Implement Firebase App Check. App Check verifies that incoming requests originate from a legitimate instance of your app, not from a script using an extracted key. It adds meaningful protection but is not a substitute for key restrictions — treat it as a defense-in-depth layer, not a primary control.
The Key You Forgot About
The most dangerous API keys in your organization are not the ones you provisioned last week with careful restrictions and per-API scoping. They are the ones someone created three years ago for a prototype. They have all APIs enabled because that was the default. They have no application restrictions because nobody configured them. They are sitting in APKs that have been through dozens of release cycles, in Docker images on registries nobody monitors, in CI/CD environment variables that predate your current security practices.

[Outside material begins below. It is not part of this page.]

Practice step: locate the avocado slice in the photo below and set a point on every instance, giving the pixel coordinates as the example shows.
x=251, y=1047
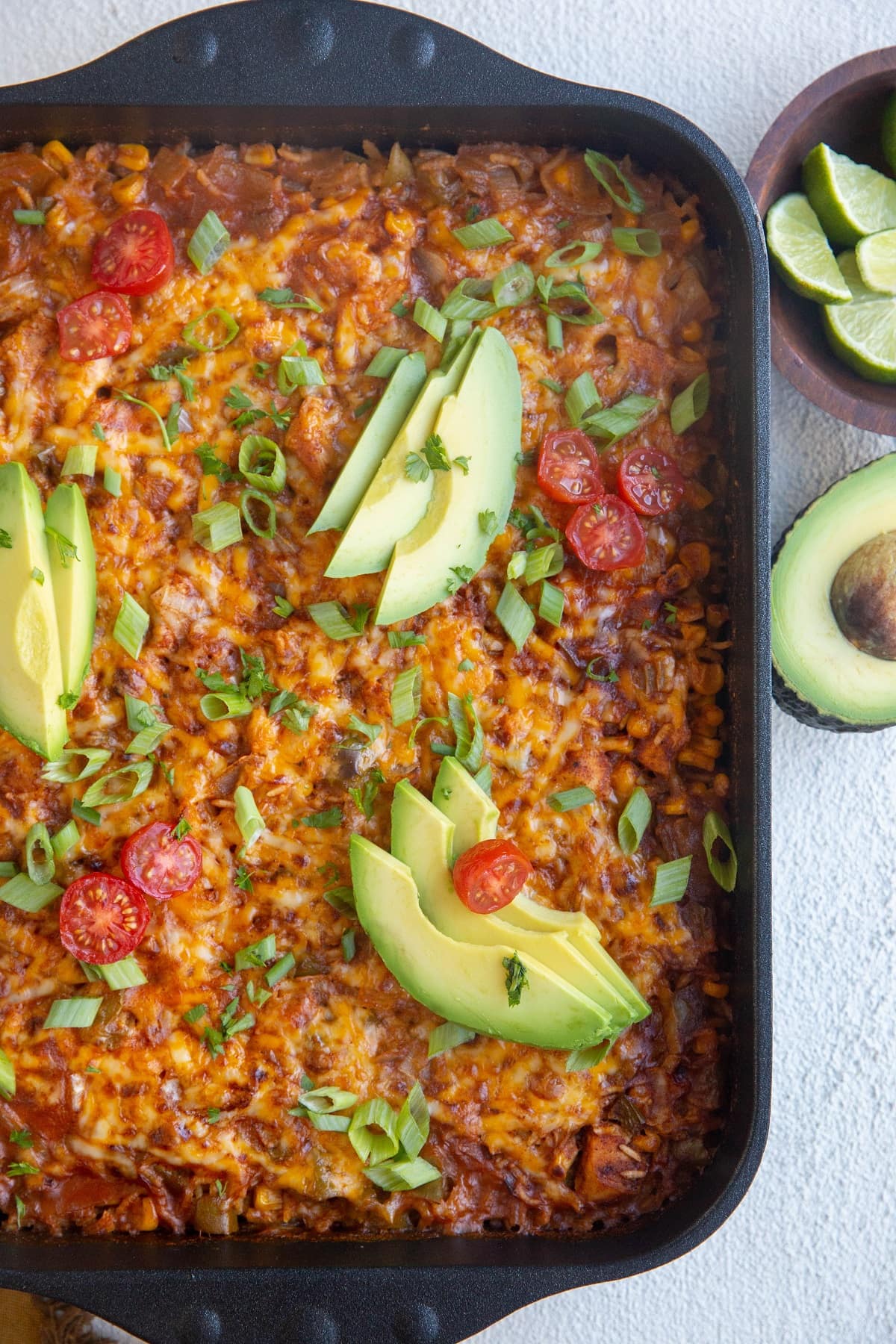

Every one of those keys is now a potential five-figure liability, not because anything about the key changed, but because the APIs available on the project changed. The fix is not complex — GCP key restrictions take minutes to configure. But it requires someone to audit the keys that already exist, not just the ones being created today.
Open your Google Cloud Console. Go to APIs & Services, then Credentials. Sort your API keys by creation date. Check the restrictions on the oldest ones. The one that worries you most is probably the one nobody remembers creating.